Matthew McConaughey Goes Home
I have never been a Matthew McConaughey fan. His Lincoln MKZ commercials are annoying. There is something about his southern drawl that irritates me every time I hear it. (Sorry, I am from New Jersey.) I don’t think I have ever made it through one of his movies, although my spouse tells me some of them are pretty good.
But today I am a Matthew McConaughey fan.
On Tuesday, McConaughey went to the White House to talk about his hometown: Uvalde, Texas. The actor and his family recently went back to Uvalde to visit with the families and community members suffering in the wake of one of the worst school shootings in American history.
If Wikipedia is correct, McConaughey spent the first eleven years of his life in this small community.
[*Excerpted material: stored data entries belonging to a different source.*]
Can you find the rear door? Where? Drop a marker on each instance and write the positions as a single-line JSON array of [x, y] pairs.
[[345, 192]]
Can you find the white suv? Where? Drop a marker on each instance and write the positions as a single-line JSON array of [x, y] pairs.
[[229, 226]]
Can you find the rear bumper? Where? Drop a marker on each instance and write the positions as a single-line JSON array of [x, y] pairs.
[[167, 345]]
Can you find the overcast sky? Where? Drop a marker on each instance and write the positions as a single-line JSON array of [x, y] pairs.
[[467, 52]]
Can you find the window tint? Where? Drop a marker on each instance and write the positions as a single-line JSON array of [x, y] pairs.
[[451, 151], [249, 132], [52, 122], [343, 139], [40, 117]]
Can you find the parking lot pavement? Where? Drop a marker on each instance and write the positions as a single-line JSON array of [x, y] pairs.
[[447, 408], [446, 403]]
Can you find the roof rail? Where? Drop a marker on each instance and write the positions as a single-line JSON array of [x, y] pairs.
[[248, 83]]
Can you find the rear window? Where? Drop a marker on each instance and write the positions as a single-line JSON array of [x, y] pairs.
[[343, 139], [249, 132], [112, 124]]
His mother was a kindergarten teacher and his father ran an oil pipe business. During his speech in the White House press room he said that Uvalde was the place where he learned to “revere the power of a gun.” Now, over forty years later, he was back in town to engage in an act of solidarity with residents enduring indescribable pain after nineteen children and two teachers were killed in Robb Elementary School.
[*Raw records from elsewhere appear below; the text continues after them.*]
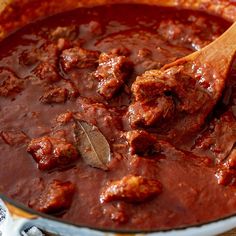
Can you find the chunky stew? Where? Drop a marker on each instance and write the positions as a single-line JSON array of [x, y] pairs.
[[90, 135]]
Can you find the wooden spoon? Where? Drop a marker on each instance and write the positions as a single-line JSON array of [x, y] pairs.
[[195, 83]]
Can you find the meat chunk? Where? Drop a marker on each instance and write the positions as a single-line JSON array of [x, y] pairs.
[[66, 32], [64, 118], [51, 153], [159, 95], [56, 198], [141, 142], [77, 57], [131, 188], [14, 137], [10, 84], [220, 138], [47, 72], [55, 95], [111, 73]]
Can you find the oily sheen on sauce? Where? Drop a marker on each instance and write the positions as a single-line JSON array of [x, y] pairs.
[[74, 143]]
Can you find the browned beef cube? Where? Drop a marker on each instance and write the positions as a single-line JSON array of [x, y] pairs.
[[131, 188], [231, 159], [141, 142], [220, 138], [14, 137], [52, 153], [111, 73], [55, 95], [10, 84], [80, 58], [149, 113], [47, 72], [56, 198], [64, 117]]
I don’t know if McConaughey still knows anyone who lives in Uvalde, but that doesn’t matter. He got in his truck and drove to this town because its people and institutions played an important role in shaping his character. As a favorite son, he is part of Uvalde’s story. But Uvalde is also a part of his story. The men and women who have inhabited this community across the generations are, in some small way, his people. He and Uvalde share a common bond sustained by the neighborhoods and institutions of this particular piece of earth in southwest Texas.